Bouteflika, no poder há 20 anos, "avisou oficialmente o Conselho Constitucional do fim de seu mandato como presidente da República" a partir de "hoje", anunciou a TV nacional, algumas horas depois de o Exército argelino questionar a autoridade da Presidência.
A agência oficial de notícias APS indicou que o presidente da República, com a saúde debilitada, "notificou oficialmente o presidente do Conselho Constitucional sua decisão de pôr um fim ao seu mandato".
A TV nacional divulgou imagens de Buteflika, sentado em uma cadeira de rodas, entregando a carta de demissão ao presidente do Conselho Constitucional, Tayeb Belaiz.
É o presidente do Conselho da Nação (câmara alta), Abdelkader Bensalah, quem deve garantir a substituição, segundo a Constituição argelina.
Assim que se divulgou a notícia da renúncia de Bouteflika, buzinaços foram ouvidos nas ruas de Argel, embora os moradores não tenham saído de casa.
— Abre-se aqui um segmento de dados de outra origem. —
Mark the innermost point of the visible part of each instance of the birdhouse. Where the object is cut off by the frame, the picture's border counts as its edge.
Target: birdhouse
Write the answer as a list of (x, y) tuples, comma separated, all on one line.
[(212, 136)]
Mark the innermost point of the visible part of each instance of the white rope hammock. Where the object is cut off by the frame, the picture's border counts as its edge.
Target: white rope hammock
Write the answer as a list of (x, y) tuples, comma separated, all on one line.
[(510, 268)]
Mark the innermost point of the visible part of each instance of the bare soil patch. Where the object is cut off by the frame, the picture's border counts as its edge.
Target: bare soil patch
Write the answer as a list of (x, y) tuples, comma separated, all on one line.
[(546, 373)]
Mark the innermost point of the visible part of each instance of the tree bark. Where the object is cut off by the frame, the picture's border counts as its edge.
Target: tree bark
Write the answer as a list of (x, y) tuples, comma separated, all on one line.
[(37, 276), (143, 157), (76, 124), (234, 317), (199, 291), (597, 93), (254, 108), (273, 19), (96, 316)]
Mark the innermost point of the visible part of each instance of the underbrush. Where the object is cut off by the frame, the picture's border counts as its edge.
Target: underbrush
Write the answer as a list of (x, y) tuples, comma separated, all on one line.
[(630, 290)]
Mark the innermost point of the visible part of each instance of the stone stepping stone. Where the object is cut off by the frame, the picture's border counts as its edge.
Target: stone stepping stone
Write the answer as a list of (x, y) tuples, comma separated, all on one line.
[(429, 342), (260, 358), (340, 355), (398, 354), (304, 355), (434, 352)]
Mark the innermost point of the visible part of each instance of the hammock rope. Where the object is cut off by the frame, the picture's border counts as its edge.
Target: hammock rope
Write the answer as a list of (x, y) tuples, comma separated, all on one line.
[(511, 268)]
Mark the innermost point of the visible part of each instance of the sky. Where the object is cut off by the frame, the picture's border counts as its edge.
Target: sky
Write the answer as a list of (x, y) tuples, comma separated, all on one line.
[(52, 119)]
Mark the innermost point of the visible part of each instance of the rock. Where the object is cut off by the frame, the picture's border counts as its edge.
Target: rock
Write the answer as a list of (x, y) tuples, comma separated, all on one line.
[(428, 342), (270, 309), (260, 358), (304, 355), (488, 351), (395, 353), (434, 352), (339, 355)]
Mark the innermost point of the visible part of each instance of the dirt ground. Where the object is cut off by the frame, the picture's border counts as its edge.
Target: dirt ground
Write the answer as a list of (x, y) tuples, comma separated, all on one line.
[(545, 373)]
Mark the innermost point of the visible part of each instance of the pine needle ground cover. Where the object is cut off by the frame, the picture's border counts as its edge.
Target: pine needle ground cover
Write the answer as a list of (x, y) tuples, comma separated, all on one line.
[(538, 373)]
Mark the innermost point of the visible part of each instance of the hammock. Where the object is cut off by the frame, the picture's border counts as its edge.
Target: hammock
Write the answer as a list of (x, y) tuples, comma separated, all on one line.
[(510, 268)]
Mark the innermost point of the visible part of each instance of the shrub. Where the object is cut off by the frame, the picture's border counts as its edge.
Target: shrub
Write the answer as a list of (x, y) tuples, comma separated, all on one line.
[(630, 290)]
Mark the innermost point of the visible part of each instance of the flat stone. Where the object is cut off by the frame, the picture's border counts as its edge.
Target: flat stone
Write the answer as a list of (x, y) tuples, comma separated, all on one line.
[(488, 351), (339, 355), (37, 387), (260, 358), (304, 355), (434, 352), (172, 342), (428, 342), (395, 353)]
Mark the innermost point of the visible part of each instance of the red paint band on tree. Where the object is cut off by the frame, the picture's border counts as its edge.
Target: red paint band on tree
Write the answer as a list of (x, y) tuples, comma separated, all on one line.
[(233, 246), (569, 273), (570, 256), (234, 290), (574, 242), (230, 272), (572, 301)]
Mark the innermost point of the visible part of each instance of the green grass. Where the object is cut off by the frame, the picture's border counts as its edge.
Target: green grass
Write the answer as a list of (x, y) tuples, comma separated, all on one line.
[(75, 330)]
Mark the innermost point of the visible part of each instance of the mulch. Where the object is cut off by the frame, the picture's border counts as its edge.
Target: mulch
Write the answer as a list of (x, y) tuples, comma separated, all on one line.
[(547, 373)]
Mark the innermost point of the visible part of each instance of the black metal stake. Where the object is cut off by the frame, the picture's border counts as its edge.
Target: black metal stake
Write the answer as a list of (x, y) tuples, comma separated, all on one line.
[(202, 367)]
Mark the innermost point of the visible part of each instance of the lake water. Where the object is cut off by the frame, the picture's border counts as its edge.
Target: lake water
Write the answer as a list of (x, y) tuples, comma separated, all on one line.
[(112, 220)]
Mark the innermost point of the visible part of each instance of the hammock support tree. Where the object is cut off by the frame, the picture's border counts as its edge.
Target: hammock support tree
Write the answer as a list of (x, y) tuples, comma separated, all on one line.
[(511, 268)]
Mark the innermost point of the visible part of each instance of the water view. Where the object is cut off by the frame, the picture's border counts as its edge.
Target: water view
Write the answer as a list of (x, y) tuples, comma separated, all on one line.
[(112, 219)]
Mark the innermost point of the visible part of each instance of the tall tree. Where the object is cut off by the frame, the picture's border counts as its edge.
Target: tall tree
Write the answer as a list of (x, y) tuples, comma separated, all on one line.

Na segunda-feira, a Presidência argelina tinha anunciado em um comunicado que o presidente renunciaria antes do fim do atual mandato, em 28 de abril, após ter tomado "medidas para garantir o funcionamento das instituições do Estado durante o período de transição", mas sem dar maiores detalhes.
Na terça-feira, após uma reunião dos mais altos oficiais militares, seu chefe do Estado maior, general Ahmed Gaid Salah, disse que este comunicado não emanava do chefe de Estado, mas de "entidades não constitucionais e não habilitadas" para fazê-lo.
"Neste contexto particular, confirmamos que qualquer decisão tomada fora do marco constitucional é considerada nula e não conveniente", acrescentou o general Salah, sugerindo que o Exército poderia não se submeter mais às decisões provenientes da Presidência.
A renúncia ocorre após um mês de crise política iniciada com o anúncio, em 10 de fevereiro, por Abdelaziz Buteflika, muito debilitado aos 82 anos por um acidente vascular cerebral sofrido em 2013, de optar por um quinto mandato em uma eleição inicialmente prevista para 18 de abril, mas adiada sem uma data definida.
- Repercusão na França -
Ao ser informado da renúncia, o ministro das Relações Exteriores da França, Jean-Yves Le Drian, declarou que confiava numa "transição democrática" de poder na Argélia.
"O povo argelino mostrou nas últimas semanas, com uma mobilização contínua, digna e pacífica, que estava determinado se fazer ouvir", destacou Le Drian numa declaração escrita sobre a ex-colônia francesa.
"Confiamos na capacidade de todos os argelinos para que esta transição democrática se produza com o mesmo sentido de calma e responsabilidade" das últimas semanas, informou o chanceler.
Com a saída de Buteflika, a "Argélia vira uma página importante de sua história", acrescentou.
- Preservação de interesses pessoais" -
O general Gaid Salah, leal durante muito tempo ao presidente Bouteflika, criticou "a teimosia, a tergiversação e a hipocrisia de certos indivíduos que agem para fazer perdurar a crise e torná-la mais complexa".
Estes indivíduos têm como "única preocupação a preservação de seus interesses pessoais", acrescentou, no que parecia um ataque ao entorno próximo do presidente argelino.
Os protestos começaram em 22 de fevereiro após o anúncio da candidatura de Bouteflika a um quinto mandato nas presidenciais de 18 de abril.
Semana após semana, o presidente tentou se agarrar ao poder, multiplicando propostas, vistas pelos manifestantes como manobras, medidas que não conseguiram acalmar a contestação.
Após se recusar a se apresentar a um quinto mandato, Bouteflika adiou por tempo indeterminado as presidenciais e tentou se manter no cargo indefinidamente após seu mandato para organizar a transição.
Esta opção foi rechaçada categoricamente nas ruas e o presidente argelino acabou jogando a toalha após ter sido abandonado maciçamente por seus apoiadores nas últimas semanas.
Nesta terça, os estudantes voltaram a sair às ruas de Argel para pedir sua demissão.